Japanese novelist and translator

Kaitarō Hasegawa (長谷川海太郎, Hasegawa Kaitarō) was a Japanese novelist and translator during the early Shōwa period. Hasegawa wrote works in various genres under numerous pen names, each with a unique personality, and caused a sensation with the sheer brilliance of his fiction, non-fiction and translations.

== Early life ==
Kaitarō Hasegawa was born on 17 January 1900 on Sado Island in the village of Akadomari, Sado District (present-day Sado), Niigata Prefecture, the eldest son of Kiyoshi Hasegawa, a newspaper journalist and former English teacher at the local junior high school. Hasegawa's brother was novelist Shirō Hasegawa. His older brother was a painter, and his younger brother was a translator of Russian literature. His family relocated to Hakodate, Hokkaidō, when he was young and Hasegawa was exposed to a cosmopolitan environment with many foreign influences at an early age. He was accepted at Meiji University in Tokyo, but in 1918 quit his studies and travelled to the United States on the Nippon Yusen steamer Katori Maru, and worked as a cook while studying at Oberlin College in Ohio. It is not certain whether or not he actually graduated, but in August 1920, he decided to leave school and experience life by wandering all over the United States sightseeing and taking notes on his experiences.
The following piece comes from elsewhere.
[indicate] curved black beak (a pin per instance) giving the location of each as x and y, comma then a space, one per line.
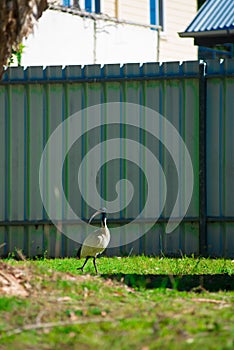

In 1924, he returned to Japan by working his way on cargo vessels, via South America, Australia and Dalian in the Kwantung Leased Territory, from which he went overland via Korea back to Japan. He intended to return across the Pacific to complete an around-the-world journey, but was refused a visa due to increasingly restrictive immigration rules by the United States, and decided to remain in Japan to try his luck as a writer.

== Literary career ==
Soon after his return to Japan in 1924, Hasegawa used the pen-name of Tani Jōji (谷譲次) and submitted stories to the literary magazines Shin-Seinen (New Youth) and Chūō Kōron (Central Review) starting in 1925. The same year, he married Kazuko Katori, who was an English translator. Lacking money, the couple lived in a rented room in a small temple in the Zaimokuza neighborhood of Kamakura, while Hasegawa worked as a lecturer at the nearby Kamakura Women's Upper School. However, his efforts as an author were successful, especially stories with a humorous twist, which grew into a popular series describing cosmopolitan life based on his experiences in the United States, called Meriken Jappu. The first volume in this series, Jappu shobai orai (A Jap Businessman's Guide) was published in 1927.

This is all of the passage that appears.